In telecommunications, 4G is the fourth generation of cellular wireless standards. It is a successor to the 3G and 2G families of standards. In 2009, the ITU-R organization specified the IMT-Advanced (International Mobile Telecommunications Advanced) requirements for 4G standards, setting peak speed requirements for 4G service at 100 Mbit/s for high mobility communication (such as from trains and cars) and 1 Gbit/s for low mobility communication (such as pedestrians and stationary users).

A 4G system is expected to provide a comprehensive and secure all-IP based mobile broadband solution to laptop computer wireless modems, smartphones, and other mobile devices. Facilities such as ultra-broadband Internet access, IP telephony, gaming services, and streamed multimedia may be provided to users.

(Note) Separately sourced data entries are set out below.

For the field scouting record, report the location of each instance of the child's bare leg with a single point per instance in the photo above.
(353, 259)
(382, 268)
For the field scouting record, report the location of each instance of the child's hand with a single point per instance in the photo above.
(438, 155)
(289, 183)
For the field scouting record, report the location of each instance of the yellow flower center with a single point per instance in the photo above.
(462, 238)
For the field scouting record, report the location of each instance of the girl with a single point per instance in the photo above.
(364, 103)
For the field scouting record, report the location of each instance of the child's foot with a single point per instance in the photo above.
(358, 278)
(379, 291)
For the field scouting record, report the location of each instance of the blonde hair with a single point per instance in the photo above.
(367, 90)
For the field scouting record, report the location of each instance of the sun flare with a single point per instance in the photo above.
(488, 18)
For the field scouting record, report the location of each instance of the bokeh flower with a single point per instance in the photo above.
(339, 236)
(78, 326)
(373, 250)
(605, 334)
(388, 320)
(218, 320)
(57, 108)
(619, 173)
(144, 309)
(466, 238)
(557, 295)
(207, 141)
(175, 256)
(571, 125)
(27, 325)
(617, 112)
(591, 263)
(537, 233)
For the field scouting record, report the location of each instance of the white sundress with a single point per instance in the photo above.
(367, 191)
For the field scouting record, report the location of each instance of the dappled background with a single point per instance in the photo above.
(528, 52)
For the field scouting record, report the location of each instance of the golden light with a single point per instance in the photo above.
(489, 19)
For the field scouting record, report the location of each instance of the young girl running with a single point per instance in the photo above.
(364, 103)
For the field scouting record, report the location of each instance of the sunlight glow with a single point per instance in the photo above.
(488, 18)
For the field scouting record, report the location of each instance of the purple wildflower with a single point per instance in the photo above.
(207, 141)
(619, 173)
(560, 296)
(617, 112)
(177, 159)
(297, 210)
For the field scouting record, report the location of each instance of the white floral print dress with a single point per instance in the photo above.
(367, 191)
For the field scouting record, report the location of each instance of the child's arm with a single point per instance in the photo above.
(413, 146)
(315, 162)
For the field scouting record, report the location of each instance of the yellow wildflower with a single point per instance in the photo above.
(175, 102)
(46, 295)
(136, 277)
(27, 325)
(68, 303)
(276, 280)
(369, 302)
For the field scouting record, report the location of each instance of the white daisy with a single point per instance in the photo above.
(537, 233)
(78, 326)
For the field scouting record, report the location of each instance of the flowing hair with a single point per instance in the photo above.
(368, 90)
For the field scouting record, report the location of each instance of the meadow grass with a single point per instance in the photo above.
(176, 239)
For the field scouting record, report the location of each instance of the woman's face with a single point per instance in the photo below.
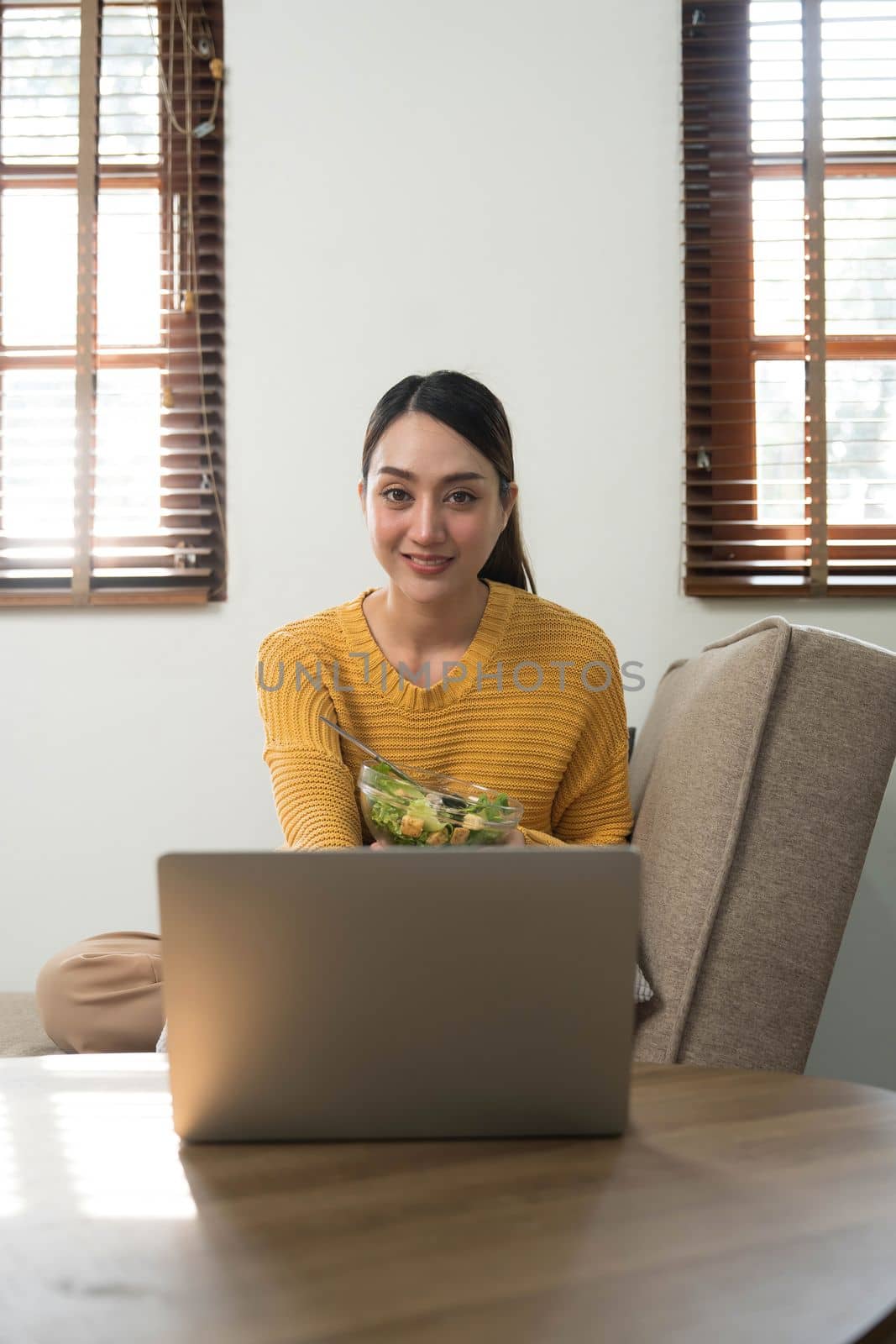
(412, 510)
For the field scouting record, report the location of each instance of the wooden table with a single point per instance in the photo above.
(739, 1207)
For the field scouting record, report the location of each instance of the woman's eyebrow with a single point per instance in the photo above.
(410, 476)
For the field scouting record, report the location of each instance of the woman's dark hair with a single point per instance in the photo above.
(477, 416)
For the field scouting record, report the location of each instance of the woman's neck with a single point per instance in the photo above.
(421, 629)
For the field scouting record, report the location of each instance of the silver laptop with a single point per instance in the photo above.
(356, 995)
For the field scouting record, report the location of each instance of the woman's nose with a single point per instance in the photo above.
(425, 523)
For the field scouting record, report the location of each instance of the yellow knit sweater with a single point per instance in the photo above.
(523, 712)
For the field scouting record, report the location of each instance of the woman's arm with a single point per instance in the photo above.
(593, 804)
(313, 790)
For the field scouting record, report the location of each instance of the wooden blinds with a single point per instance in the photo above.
(112, 355)
(789, 202)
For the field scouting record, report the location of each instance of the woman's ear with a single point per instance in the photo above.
(513, 490)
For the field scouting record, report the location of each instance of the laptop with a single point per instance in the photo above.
(356, 995)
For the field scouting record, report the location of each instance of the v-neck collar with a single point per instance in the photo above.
(485, 642)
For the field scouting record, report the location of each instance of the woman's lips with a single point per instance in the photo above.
(422, 568)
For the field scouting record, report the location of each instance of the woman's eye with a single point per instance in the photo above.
(396, 490)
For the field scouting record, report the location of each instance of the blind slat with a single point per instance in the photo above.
(152, 438)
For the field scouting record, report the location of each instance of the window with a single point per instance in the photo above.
(112, 398)
(789, 187)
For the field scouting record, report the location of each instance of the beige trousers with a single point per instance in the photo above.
(103, 994)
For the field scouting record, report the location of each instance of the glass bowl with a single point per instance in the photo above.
(396, 813)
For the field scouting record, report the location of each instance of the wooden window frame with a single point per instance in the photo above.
(191, 338)
(721, 349)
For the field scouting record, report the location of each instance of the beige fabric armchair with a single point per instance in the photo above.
(755, 781)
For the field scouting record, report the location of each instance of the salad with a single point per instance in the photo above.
(399, 813)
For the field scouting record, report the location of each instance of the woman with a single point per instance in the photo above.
(454, 667)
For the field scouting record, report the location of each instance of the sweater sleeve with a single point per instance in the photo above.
(593, 804)
(313, 790)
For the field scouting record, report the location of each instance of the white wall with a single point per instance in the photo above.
(490, 187)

IMT-Advanced compliant versions of LTE and WiMAX are under development and called "LTE Advanced" and "WirelessMAN-Advanced" respectively. ITU has decided that LTE Advanced and WirelessMAN-Advanced should be accorded the official designation of IMT-Advanced. On December 6, 2010, ITU recognized that current versions of LTE, WiMax and other evolved 3G technologies that do not fulfill "IMT-Advanced" requirements could nevertheless be considered "4G", provided they represent forerunners to IMT-Advanced and "a substantial level of improvement in performance and capabilities with respect to the initial third generation systems now deployed."

As seen below, in all suggestions for 4G, the CDMA spread spectrum radio technology used in 3G systems and IS-95 is abandoned and replaced by OFDMA and other frequency-domain equalization schemes. This is combined with MIMO (Multiple In Multiple Out), e.g., multiple antennas, dynamic channel allocation and channel-dependent scheduling.